Little use for her

While it’s nice to see the conservatives so enthusiastic and it’s even nicer to see the ObamaNation having heart palpitations and hysterics as they watch what they thought was a sure thing begin to recede from their nasty little claws, I have to confess something that might startle a few of you in light of my recent posts which have been full of approval for John McCain’s strategic selection of his running mate.

To be blunt, I don’t like Sarah Palin. And not for the same reason that part of the moderate Republican commentariat doesn’t like her – the Krauthammers, Nordlingers, and Frums – either. Peggy Noonan, of all people, nails it precisely:

This is the authentic sound of the American mama, of every mother you know at school who joins the board, reads the books, heads the committee, and gets the show on the road. These women make large portions of America work.

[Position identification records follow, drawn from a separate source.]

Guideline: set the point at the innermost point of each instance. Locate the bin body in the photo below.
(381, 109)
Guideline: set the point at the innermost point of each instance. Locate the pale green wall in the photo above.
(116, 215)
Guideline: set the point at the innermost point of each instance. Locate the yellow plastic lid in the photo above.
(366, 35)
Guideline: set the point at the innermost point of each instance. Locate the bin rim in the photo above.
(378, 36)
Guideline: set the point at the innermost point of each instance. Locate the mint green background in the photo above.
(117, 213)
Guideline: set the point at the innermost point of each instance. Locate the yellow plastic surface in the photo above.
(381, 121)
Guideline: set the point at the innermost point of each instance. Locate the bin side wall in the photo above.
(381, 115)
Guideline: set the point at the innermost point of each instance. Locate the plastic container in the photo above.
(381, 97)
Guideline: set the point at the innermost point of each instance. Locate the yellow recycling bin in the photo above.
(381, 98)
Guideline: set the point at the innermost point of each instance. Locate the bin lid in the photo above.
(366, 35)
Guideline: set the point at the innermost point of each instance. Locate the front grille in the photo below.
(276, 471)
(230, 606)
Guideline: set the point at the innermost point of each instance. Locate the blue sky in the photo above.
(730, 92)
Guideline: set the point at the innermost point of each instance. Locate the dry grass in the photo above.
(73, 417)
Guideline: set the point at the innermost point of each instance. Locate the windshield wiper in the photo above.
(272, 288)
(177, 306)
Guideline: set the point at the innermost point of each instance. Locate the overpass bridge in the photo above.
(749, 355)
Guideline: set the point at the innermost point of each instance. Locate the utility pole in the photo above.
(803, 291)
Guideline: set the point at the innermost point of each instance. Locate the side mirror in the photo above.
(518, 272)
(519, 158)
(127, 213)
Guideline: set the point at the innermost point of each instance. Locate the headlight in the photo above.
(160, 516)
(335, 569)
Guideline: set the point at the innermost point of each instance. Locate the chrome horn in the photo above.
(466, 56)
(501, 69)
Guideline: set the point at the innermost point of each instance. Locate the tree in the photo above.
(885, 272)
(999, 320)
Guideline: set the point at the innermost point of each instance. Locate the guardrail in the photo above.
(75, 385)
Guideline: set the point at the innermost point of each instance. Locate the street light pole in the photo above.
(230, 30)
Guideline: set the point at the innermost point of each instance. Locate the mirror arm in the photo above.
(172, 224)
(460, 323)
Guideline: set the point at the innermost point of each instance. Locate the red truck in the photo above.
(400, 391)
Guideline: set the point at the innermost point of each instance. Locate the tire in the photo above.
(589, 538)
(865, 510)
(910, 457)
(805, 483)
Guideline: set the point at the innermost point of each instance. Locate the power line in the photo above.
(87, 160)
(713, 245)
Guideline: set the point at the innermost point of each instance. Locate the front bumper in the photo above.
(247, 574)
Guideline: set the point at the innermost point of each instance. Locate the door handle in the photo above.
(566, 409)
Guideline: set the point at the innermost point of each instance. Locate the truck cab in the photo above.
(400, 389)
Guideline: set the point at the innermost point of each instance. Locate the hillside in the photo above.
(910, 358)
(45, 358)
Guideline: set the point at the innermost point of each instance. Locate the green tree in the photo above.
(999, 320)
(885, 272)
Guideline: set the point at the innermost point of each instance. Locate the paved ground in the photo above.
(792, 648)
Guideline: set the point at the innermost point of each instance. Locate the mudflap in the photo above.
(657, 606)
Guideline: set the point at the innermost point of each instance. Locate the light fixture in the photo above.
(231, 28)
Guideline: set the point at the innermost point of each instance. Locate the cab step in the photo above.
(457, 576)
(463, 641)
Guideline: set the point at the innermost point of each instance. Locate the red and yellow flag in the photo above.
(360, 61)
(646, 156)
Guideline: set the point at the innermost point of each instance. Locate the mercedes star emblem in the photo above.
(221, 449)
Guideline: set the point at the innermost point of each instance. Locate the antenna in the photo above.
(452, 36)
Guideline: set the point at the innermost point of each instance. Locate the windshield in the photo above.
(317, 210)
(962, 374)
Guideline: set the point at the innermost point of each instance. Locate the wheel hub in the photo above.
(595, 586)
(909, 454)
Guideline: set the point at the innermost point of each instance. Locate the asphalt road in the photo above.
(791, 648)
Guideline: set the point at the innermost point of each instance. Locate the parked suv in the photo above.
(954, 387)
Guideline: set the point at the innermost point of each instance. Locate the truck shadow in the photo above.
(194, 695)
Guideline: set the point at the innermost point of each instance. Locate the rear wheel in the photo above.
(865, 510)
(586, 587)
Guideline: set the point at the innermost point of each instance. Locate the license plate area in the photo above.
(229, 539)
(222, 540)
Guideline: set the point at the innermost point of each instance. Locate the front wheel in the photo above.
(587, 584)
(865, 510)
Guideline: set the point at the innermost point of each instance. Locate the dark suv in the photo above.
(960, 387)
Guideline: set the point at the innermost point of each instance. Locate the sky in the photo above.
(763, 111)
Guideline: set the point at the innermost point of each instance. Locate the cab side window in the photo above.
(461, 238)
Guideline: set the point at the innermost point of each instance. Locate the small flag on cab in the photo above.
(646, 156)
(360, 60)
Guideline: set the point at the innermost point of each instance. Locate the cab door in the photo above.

These women do get the jobs done. They also tend to make for terrible leaders, being for the most part petty dictators, micromanagers with an absolute focus on the insignificant detail. I don’t know that Palin is like that – and her approval ratings in Alaska tend to suggest that she truly isn’t – but I picked up the same vibe that Noonan describes and I dislike it. Intensely.

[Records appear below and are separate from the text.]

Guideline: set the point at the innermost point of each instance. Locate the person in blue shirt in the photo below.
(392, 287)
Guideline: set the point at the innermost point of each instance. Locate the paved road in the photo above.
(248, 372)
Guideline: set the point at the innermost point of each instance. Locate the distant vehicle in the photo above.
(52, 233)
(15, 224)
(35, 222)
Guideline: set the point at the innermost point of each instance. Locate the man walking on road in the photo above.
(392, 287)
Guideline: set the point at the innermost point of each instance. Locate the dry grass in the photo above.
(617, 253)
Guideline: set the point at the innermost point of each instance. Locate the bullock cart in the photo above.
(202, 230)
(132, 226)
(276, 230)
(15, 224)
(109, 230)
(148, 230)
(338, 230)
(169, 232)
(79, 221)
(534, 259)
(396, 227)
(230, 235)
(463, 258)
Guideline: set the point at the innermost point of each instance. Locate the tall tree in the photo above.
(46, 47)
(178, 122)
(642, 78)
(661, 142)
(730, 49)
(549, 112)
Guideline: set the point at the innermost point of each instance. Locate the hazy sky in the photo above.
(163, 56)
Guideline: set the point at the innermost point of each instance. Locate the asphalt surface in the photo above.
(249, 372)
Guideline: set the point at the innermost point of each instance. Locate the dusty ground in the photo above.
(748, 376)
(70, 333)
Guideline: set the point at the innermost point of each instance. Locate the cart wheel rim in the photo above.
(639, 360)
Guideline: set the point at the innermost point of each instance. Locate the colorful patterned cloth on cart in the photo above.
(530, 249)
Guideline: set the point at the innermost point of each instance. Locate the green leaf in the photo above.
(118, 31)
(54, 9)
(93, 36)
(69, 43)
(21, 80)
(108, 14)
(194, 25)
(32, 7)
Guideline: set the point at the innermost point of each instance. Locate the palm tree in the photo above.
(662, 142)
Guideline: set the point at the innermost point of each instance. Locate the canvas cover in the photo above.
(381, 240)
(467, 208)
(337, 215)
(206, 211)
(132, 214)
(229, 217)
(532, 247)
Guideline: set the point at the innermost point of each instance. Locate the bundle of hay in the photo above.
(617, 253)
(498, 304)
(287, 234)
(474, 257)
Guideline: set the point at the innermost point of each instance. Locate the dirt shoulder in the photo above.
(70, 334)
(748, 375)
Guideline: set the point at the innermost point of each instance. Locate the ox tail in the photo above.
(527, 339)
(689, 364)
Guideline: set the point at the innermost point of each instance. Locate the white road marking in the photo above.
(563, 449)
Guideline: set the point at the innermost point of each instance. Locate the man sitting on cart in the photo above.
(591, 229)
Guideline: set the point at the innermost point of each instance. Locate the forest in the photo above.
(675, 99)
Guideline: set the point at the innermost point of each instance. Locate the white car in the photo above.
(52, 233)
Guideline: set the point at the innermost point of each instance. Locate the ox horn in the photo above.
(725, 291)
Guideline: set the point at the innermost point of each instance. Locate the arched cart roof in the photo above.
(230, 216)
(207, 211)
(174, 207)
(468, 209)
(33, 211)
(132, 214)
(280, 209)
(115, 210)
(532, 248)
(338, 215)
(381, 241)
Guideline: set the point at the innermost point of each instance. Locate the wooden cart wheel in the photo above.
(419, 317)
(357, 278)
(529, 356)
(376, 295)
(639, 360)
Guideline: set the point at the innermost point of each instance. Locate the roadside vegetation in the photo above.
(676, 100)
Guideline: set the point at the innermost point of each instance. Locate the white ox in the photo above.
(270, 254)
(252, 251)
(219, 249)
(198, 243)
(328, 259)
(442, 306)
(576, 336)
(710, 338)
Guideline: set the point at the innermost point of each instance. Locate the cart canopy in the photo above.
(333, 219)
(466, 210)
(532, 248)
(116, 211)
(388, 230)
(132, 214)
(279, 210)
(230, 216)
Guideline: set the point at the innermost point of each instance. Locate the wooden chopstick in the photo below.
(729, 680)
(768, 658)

Consider the very things for which she’s being rightly celebrated for of late. She’s proven herself to be a tough and bossy mommy with a talent for verbal ridicule. How is this new? Sure, it’s unusual in the world of national politics, but not exactly unknown in the average suburbia. Palin is a regular person, which is admittedly a huge step forward when compared to psychological freak shows like Obama, McCain, and Biden, but that doesn’t make her someone that I happen to find likeable. In fact, most of the people I dislike are more or less normal. I suspect a lot of the avalanche of enthusiasm for her stems from the fact that she’s the first genuine conservative who’s been offered as an option to the Republican party since Ronald Reagan; of course, it took the old liberal maverick Republican to do it. Everyone knows at heart that if the decision had been left up to the conservative commentariat or the party elders, the ticket would be going down to defeat with the usual faux-conservative of the sort that they tried to cram down the base’s throat throughout the primary. So, the outpouring of excitement is perfectly understandable and entirely well-merited.

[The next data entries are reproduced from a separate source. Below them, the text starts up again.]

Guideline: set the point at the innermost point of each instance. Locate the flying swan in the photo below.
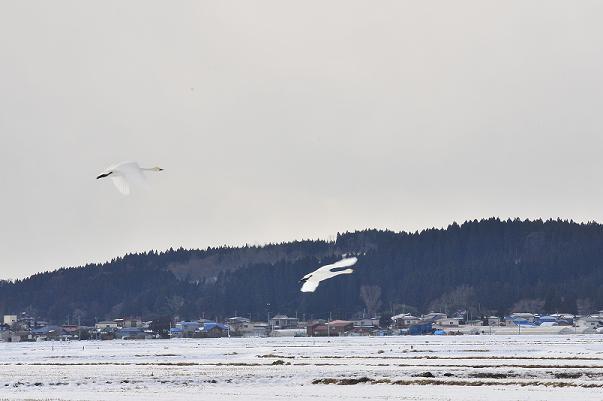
(126, 174)
(312, 280)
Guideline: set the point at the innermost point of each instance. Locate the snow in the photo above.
(497, 367)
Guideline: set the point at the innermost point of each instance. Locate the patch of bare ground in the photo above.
(472, 383)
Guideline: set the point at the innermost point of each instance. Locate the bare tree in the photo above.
(371, 296)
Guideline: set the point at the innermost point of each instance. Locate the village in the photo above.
(22, 327)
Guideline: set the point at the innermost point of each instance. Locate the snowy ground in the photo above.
(396, 368)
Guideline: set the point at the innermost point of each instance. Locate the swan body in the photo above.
(312, 280)
(127, 174)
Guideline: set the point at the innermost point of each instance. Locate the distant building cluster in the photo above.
(22, 327)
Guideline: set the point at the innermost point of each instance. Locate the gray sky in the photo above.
(279, 120)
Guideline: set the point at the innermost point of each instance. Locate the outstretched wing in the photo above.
(310, 285)
(347, 262)
(133, 174)
(121, 184)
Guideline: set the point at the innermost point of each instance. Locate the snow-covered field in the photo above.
(394, 368)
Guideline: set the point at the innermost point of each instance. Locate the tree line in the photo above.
(484, 267)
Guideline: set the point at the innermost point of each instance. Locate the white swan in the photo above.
(125, 174)
(312, 280)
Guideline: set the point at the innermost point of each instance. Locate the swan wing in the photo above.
(121, 184)
(347, 262)
(132, 173)
(310, 285)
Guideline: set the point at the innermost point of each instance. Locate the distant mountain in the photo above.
(488, 266)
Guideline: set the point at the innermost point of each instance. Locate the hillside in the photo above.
(487, 266)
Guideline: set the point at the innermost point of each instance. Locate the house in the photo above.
(106, 325)
(213, 330)
(283, 322)
(589, 322)
(10, 319)
(404, 320)
(128, 322)
(433, 316)
(365, 327)
(50, 332)
(449, 322)
(238, 324)
(529, 317)
(245, 328)
(185, 329)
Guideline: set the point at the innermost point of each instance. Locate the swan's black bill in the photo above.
(104, 175)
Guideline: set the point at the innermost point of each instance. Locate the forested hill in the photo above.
(487, 266)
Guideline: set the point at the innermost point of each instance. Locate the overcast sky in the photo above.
(280, 120)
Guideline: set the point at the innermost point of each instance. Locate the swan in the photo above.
(125, 174)
(312, 280)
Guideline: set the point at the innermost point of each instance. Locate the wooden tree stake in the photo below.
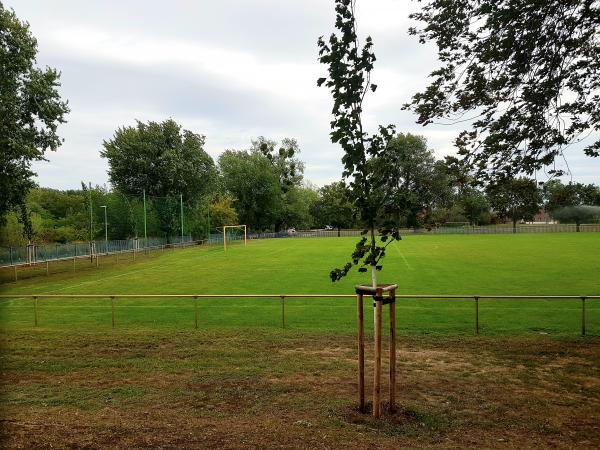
(361, 352)
(377, 349)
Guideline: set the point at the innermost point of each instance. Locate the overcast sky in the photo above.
(229, 69)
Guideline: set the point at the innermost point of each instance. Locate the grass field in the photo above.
(240, 381)
(542, 264)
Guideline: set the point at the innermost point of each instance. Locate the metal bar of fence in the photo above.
(113, 297)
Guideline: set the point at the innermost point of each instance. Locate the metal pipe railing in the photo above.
(195, 297)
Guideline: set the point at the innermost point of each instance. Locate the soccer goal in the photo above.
(234, 232)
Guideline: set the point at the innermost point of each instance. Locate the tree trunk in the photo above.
(373, 266)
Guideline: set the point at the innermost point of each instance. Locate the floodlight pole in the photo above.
(145, 229)
(105, 228)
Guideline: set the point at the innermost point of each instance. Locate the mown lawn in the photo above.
(532, 264)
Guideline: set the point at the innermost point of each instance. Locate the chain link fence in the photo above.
(34, 253)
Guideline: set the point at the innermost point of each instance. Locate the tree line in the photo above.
(163, 169)
(263, 185)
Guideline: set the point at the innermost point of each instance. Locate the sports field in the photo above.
(535, 264)
(241, 381)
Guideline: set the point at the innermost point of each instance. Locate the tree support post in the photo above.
(377, 350)
(360, 319)
(392, 350)
(35, 312)
(378, 301)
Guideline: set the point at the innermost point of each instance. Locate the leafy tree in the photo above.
(30, 110)
(250, 180)
(515, 198)
(222, 212)
(525, 74)
(163, 160)
(559, 195)
(334, 207)
(289, 169)
(349, 80)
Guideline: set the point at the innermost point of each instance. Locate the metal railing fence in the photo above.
(195, 297)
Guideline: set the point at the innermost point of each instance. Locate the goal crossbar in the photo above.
(234, 226)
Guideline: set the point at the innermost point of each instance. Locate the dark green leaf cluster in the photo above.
(160, 158)
(515, 198)
(289, 168)
(525, 74)
(349, 80)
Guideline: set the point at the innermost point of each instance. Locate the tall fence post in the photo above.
(361, 351)
(377, 350)
(112, 307)
(282, 311)
(476, 314)
(196, 312)
(392, 351)
(35, 313)
(583, 315)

I also have to say that I don’t find Palin the least bit attractive. She’s not ugly like Michelle Obama, but I’ve been utterly bewildered by the sexual gushing over her by men and women alike. Carla Bruni, yes, absolutely. Sarah Palin, no, not so much. As impressive as I find her moose-slaying and so forth, being one who played hockey as a boy on the outdoor ice rinks of Minnesota, neither “hockey mom” nor “pitbull” nor “barracuda” are concepts I consider to have any association whatsoever with sexual attractiveness.

Needless to say, given the fact that my personal and intellectual inclinations are reliably in the extreme minority, this all bodes very well for a future President Palin.